Strings

(All Sections)

Character Vectors: Strings

Definition

We have met strings before.

String

A sequence of characters


Quotes as Delimiters

We use quotes to mark the beginning and end of a string.

greeting <- "hello"
typeof(greeting)
[1] "character"

Always a Vector

Like all data types in R, strings do not exist on their own. They are always elements of a vector.

is.vector(greeting)
[1] TRUE
length(greeting)
[1] 1

Single or Double Quotes …

… can be used as delimiters. Your choice won’t affect the value of the string:

greeting1 <- "hello"
greeting2 <- 'hello'
greeting1 == greeting2
[1] TRUE

You Can Mix Them …

… in a vector:

politeWords <- c("Please?", 'Thank you!')
politeWords
[1] "Please?"    "Thank you!"

Best Practice in R: Use double-quotes whenever possible.

Characters and Special Characters

A Naive View of Characters

Naively construed, characters are the things you can type on your computer keyboard:

  • the lower-case letters a-z;
  • the upper case letters A-Z;
  • the digits 0,1, …, 9 (0-9);
  • the punctuation characters: ., -, ?, !, ;, :, etc. (and of course the comma, too!)
  • a few other special-use characters: ~, @, #, $, %, _, +, =, and so on;
  • and the space, too!

And Quote-Marks, Too!

You can include quotes in a string. But you have to be careful. For example, how would you get the following in your Console?

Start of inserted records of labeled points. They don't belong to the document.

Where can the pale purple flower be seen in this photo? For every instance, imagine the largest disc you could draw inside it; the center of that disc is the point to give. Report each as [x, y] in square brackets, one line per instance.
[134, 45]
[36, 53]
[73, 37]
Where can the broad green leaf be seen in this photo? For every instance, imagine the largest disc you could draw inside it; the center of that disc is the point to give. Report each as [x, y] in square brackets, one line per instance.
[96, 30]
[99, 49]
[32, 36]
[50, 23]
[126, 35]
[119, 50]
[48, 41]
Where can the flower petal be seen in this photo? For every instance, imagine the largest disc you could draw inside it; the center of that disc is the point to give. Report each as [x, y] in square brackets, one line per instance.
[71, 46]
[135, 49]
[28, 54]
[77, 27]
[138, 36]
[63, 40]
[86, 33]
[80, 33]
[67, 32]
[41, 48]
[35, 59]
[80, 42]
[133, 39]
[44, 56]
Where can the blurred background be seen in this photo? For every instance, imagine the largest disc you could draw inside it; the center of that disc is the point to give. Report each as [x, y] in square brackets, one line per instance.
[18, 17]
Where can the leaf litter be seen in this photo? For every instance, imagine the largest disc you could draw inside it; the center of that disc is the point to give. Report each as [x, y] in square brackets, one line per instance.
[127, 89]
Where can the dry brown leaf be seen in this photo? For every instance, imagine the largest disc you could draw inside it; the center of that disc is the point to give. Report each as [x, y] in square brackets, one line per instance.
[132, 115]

## "Welcome", she said, "the coffee's on me!"

This doesn’t work:

cat(""Welcome", she said, "the coffee's on me!"")
Error: <text>:1:7: unexpected symbol
1: cat(""Welcome
          ^

Escaping

You have to escape the special meaning of the quotes-marks, if you want them appear inside a string:

cat("\"Welcome\", she said, \"the coffee's on me!\"")
"Welcome", she said, "the coffee's on me!"

Control Characters

The back-slash character \ is an example of a special character called a control character.

Control Character

A member of a character set that does not represent a written symbol.

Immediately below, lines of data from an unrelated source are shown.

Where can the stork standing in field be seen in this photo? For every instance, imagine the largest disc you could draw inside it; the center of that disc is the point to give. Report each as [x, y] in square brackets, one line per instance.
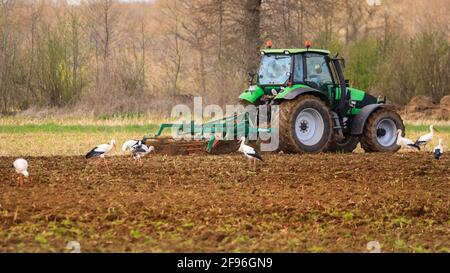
[101, 151]
[139, 151]
[406, 142]
[130, 144]
[424, 140]
[249, 152]
[439, 150]
[21, 167]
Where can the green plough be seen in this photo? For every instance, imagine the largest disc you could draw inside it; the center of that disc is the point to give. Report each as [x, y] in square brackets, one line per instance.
[215, 137]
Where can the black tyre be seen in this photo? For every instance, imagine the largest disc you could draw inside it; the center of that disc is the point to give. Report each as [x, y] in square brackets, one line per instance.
[348, 145]
[305, 125]
[380, 132]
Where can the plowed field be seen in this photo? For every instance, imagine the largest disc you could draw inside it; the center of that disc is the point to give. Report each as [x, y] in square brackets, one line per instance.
[289, 203]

The function of \ is to escape the regular meaning of the character immediately following it.

But What If I Want to Print a \?

Suppose you need to write:

The Windows path is:  "C:\\Inetpub\\vhosts\\example.com".

Then you must escape the backslash with another backslash!

cat("The Windows path is:  \"C:\\\\Inetpub\\\\vhosts\\\\example.com\".")
The Windows path is:  "C:\\Inetpub\\vhosts\\example.com".

Other Control Characters

Other control characters can be inserted into a string with the \. For example, we have already met newline:

cat("Old MacDonald had a farm,\nee-i-ee-i-o!")
Old MacDonald had a farm,
ee-i-ee-i-o!

The backslash escapes the ordinary meaning of n, making it stand for the newline control character instead.

More Control Characters

Character Meaning
\n newline
\r carriage return
\t tab
\b backspace
\a alert (bell)
\f form feed
\v vertical tab

Try Them Out!

cat("Hell\to")
cat("Hell\ro")

Mostly we will stick with:

  • \
  • \t
  • \n

Unicode

The \ can generate non-control characters, too. For example, it can help form Unicode characters.

Unicode

A computing-industry standard for the consistent encoding of text in most of the world’s written languages.


Examples

cat("\u{2603}")  # the Snowman
cat("Hello\u{202e}there, Friend!")  # the wicked reverser!
Hello‮there, Friend!

Basic String Operations

The stringr Package

stringr comes along with the tidyverse.

We’ll use it a lot for basic manipulation of strings.

String Length

How many characters are in the string "hello"?

str_length("hello")
[1] 5

Note that the following gives the wrong answer:

length("hello")
[1] 1

Vectorizable

Many basic strings operations are vector-in, vector-out:

str_length(c("Mary", "Poppins"))
[1] 4 7

Sub-strings

poppins <- "Supercalifragilisticexpialidocious"
str_sub(poppins, start = 10, end = 20)
[1] "fragilistic"

str_sub to Assign

You can assign a new value to part of a string:

str_sub(poppins, start = 10, end = 20) <- "ABCDEFGHIJK"

Let’s see if that worked:

poppins
[1] "SupercaliABCDEFGHIJKexpialidocious"

Vectorizable

Many basic strings operations are vector-in, vector-out:

str_length(c("Mary", "Poppins"))
[1] 4 7
str_sub(c("Mary", "Poppins"), 1, 3)
[1] "Mar" "Pop"

Trimming

Watch closely:

lastWord <- "farewell\r\n"
str_length(lastWord)
[1] 10
cat(lastWord)
farewell

How to Trim Off the Whitespace?

Use str_trim():

noWhiteSpace  <- str_trim(lastWord)
str_length(noWhiteSpace)
[1] 8

Changing Cases

You can make all of the letters in a string lowercase:

str_to_lower("My name is Rhonda.")
[1] "my name is rhonda."

You can make them all uppercase:

str_to_upper("It makes me wanna holler!")
[1] "IT MAKES ME WANNA HOLLER!"

Splitting Strings

Consider the following character vector that records several dates:

dates <- c("3-14-1963", "04-01-1965", "12-2-1983")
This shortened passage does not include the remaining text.